(Paris) Behind some great men, there is a big brother. Claude Monet’s older brother, Léon, is at the center of a historic exhibition in Paris illuminating his role in the life and art of the French Impressionist painter.

Léon – a color chemist four years his senior – is now considered to have played a vital role in the emergence of Monet’s commercial success as well as the famous color palette of masterpieces like the Water Lilies series. .

Without his brother Léon, Claude Monet would not have become the artist we know today, according to Géraldine Lefebvre, curator of the exhibition at the Musée du Luxembourg.

His big brother supported him in his early days, when he had no money, customers and was hungry, Lefebvre said. But even more important: the artist’s vivid color palette was created from his brother’s synthetic textile dye colors.

The exhibition is the result of years of research by Mme Lefebvre, who visited Monet’s great-grandchildren, studied family albums and unearthed a masterful portrait of Léon by Claude, which Léon hid in a dusty private collection. This work has never been seen before by the public. The 1874 painting shows Leon with a black suit, a stern expression and flushed cheeks.

The exhibit dispels a long-held view that Claude and his older brother were not close.

“Historians have always thought that the two brothers had nothing to do with each other. It was assumed because there are no photographs of Claude and Léon together, and no correspondence. In fact, they have been incredibly close throughout their lives,” Ms.

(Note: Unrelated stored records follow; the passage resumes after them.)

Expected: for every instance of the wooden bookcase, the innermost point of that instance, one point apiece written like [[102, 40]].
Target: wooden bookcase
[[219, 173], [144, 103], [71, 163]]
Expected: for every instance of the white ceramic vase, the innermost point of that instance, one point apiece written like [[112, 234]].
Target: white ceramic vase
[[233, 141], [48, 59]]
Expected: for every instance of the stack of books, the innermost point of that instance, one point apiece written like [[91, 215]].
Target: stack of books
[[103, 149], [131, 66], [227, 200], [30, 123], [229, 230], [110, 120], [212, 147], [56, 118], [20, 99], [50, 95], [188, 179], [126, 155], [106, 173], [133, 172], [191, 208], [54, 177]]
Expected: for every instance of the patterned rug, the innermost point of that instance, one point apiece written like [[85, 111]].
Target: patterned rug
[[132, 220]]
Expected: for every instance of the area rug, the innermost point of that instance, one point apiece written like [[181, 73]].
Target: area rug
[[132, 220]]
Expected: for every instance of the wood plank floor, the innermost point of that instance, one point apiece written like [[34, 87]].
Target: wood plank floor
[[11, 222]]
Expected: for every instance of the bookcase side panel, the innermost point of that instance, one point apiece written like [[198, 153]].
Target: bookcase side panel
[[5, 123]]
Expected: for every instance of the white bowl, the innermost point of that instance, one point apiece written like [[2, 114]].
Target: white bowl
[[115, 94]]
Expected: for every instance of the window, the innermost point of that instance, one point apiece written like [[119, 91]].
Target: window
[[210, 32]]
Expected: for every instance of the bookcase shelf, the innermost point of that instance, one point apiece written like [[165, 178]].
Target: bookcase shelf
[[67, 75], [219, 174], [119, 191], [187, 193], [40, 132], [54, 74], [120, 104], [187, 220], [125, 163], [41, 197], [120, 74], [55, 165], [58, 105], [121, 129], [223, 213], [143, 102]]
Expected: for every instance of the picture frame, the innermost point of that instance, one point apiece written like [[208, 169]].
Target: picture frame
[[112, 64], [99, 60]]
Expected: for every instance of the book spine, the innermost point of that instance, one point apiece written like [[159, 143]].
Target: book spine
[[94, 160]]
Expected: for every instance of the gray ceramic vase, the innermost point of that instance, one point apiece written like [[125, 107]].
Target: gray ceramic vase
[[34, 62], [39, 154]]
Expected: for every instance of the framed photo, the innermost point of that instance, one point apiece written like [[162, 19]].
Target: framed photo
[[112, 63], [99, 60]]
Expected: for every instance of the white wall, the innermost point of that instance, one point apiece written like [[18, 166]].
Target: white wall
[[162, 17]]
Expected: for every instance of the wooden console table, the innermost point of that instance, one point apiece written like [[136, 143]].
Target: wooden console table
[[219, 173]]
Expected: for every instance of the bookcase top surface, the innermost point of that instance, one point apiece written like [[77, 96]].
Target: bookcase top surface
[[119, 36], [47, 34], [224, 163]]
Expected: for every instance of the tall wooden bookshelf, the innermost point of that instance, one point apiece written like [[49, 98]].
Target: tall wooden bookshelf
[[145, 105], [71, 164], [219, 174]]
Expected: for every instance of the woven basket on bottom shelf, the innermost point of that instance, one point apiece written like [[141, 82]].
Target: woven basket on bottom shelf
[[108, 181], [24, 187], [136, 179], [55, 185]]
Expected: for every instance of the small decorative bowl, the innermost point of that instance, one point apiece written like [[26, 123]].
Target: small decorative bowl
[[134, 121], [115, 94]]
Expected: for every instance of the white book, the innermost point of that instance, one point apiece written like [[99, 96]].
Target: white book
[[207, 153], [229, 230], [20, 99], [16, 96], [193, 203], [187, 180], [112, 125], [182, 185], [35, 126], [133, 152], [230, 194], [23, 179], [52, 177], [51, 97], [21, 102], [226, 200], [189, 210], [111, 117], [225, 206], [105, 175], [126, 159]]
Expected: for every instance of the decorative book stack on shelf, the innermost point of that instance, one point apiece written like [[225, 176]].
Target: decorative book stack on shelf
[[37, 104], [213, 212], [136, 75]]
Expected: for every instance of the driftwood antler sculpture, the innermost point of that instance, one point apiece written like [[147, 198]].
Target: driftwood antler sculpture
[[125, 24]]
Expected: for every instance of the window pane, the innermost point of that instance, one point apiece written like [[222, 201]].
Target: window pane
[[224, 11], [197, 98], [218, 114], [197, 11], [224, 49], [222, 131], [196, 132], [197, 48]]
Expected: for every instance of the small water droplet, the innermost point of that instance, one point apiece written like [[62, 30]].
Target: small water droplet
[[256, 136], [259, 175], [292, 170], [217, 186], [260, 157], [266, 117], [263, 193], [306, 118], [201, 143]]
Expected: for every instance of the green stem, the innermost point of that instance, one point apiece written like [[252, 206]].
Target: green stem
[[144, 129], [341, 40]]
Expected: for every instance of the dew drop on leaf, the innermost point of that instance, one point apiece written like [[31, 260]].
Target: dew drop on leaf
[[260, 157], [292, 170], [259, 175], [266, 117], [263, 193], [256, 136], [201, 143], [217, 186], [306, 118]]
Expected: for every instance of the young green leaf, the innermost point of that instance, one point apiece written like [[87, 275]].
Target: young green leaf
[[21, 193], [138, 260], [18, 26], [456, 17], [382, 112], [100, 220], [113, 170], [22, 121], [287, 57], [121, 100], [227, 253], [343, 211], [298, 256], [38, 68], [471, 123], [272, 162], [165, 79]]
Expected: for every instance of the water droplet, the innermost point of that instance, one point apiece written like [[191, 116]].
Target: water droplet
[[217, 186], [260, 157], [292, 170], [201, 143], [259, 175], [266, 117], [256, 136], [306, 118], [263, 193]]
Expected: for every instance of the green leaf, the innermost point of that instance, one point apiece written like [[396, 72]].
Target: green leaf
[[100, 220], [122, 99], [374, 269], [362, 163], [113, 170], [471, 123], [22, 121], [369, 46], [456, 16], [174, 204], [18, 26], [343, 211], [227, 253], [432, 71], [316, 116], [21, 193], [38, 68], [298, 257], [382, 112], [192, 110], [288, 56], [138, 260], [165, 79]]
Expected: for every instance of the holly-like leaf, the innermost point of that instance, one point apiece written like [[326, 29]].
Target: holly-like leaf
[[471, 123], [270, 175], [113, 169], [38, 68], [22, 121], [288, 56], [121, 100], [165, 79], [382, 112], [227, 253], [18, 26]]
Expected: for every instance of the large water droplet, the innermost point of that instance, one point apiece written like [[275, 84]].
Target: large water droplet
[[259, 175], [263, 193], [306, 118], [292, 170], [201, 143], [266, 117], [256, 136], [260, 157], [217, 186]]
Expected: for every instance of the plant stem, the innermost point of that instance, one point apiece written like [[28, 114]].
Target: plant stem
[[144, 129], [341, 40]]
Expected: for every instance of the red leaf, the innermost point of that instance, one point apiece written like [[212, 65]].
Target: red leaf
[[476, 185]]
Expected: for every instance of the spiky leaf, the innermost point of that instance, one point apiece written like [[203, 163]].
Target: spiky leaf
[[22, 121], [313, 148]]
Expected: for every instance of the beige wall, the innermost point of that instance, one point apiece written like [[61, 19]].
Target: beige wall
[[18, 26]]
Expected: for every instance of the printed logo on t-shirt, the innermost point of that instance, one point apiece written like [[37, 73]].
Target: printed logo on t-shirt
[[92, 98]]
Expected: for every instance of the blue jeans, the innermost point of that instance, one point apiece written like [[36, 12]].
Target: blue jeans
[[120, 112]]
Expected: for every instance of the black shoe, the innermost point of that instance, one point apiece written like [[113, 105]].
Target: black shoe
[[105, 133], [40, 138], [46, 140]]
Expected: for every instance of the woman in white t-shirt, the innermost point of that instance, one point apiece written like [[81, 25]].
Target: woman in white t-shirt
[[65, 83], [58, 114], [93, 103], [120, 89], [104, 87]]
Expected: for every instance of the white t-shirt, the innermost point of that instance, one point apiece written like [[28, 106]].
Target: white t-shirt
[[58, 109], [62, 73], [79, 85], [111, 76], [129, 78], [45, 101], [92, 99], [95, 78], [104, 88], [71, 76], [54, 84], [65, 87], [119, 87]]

Lefebvre said.

The brothers had a falling out in the early 1900s and this may explain why no direct record of the relationship exists. “Maybe Leon got rid of the tracks, maybe it was Claude. Maybe it was jealousy. We will never know. It’s a mystery,” she said.

What is now known is that Leon made wine and dined with his younger brother, introduced him to other artists, gave him money and patronized his art – buying it at auction at high prices to bolster its reputation.

“One of the problems was that they shared the family name, it was like (Claude) Monet buying his own works. But it was Léon,” said Professor Frances Fowle, senior curator of French art at the National Galleries of Scotland, Edinburgh.

“This exhibition is important because it highlights Léon Monet, who until now was an invisible figure,” she added. Leon was a key character. »

Léon’s influence went beyond his brother: he financially supported other Impressionists such as Camille Pissarro, Auguste Renoir and Alfred Sisley – some of whom gathered around his table in Rouen, where the wine flowed. Claude followed his brother to Rouen, where he painted his masterpieces for Rouen Cathedral.